It’s official. Ford (NYSE: F) has announced today that it has completed the sale of Volvo and its related assets to the Zhejiang Geely Holding Group Company Limited (Geely).

The total purchase price for Volvo and the assets set forth in an agreement signed back in March was $1.8 billion, including a $200 million note and the balance in cash, with the cash portion subject to customary purchase price adjustments at closing. So far, Geely has issued the note and paid around $1.3 billion in cash to complete the sale.

Under the terms of the sale, Ford will continue to cooperate with Volvo in several areas in order to ensure a smooth transition, but will not retain any ownership in the Volvo business. Ford will also continue to supply Volvo with powertrains, stampings and other vehicle components for an undisclosed period of time, as well as provide engineering support and access to information technology.

As for Volvo’s intellectual property, co-developed with Ford, the sale agreement will allow Volvo to grant sublicenses to certain portions of this intellectual property to third parties, including Geely. The list most likely includes Volvo’s array of radar-based safety features, PowerShift dual clutch technology and forced-induction powertrain knowledge.

Also as part of the deal, current Volvo chief Stephen Odell will return to the Blue Oval, as will current Volvo CFO Stuart Rowley. Odell will now head Ford’s European division, while Rowley will act as CFO.

Where the Geely deal will leave Volvo's future lineup is uncertain. The Swedish automaker recently unveiled its 2010 XC60 crossover and a refreshed C70 Convertible, and has the all-new 2011 S60 sedan to come later this year.

Sources close to the Geely have previously revealed that under Chinese ownership Volvo would launch two or three bigger and more luxurious models within the next four years to try and boost global sales, eventually hoping to reach the one million vehicle mark within five years. Volvo currently sells around 400,000 vehicles per year worldwide.
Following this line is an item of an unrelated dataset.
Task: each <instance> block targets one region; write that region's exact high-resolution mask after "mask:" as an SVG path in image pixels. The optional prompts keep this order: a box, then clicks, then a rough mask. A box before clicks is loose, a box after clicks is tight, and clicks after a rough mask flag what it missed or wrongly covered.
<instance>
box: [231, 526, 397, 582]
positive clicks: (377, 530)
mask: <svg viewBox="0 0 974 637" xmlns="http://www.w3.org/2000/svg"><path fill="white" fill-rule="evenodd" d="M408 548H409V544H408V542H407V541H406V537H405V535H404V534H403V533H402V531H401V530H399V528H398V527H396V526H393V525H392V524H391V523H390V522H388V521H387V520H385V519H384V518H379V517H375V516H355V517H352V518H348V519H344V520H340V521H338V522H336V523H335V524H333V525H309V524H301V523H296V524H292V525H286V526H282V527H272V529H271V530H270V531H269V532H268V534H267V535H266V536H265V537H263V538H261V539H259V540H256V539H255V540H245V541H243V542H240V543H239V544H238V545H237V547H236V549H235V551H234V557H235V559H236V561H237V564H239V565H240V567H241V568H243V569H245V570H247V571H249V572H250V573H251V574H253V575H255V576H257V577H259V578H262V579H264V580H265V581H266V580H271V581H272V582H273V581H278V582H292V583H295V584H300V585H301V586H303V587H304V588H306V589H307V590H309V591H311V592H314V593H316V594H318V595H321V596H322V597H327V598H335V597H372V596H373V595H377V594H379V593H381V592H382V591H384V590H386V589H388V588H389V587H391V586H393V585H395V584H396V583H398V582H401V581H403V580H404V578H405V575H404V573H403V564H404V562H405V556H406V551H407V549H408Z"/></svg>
Quite ambitious certainly, but with access to the lucrative Chinese market Geely could build and sell up to 200,000 vehicles per year for sale in China alone.

According to a previous report, Geely also hopes to start production of Volvo cars in a new factory in the Guangdong Province of China. Sources at Volvo have told that a future relationship with China would leave Sweden as the center of product planning, marketing and some initial engineering. Geely's China-based engineers would execute mid-level engineering and manufacturing development at a savings of up to 30 percent from high-cost Sweden. Volvo would also produce a model in a Geely factory in China to expand the brand's global presence, but the goal would be to leverage Volvo's reputation and brand value, teamed with lower-cost Chinese engineering and manufacturing.

In a sad twist of fate for Ford, Volvo finally started to turn a profit after years of losses. In fact, the Swedish automaker had a pretax profit of $53 million in the second quarter, compared with a $237 million loss for the same period a year ago.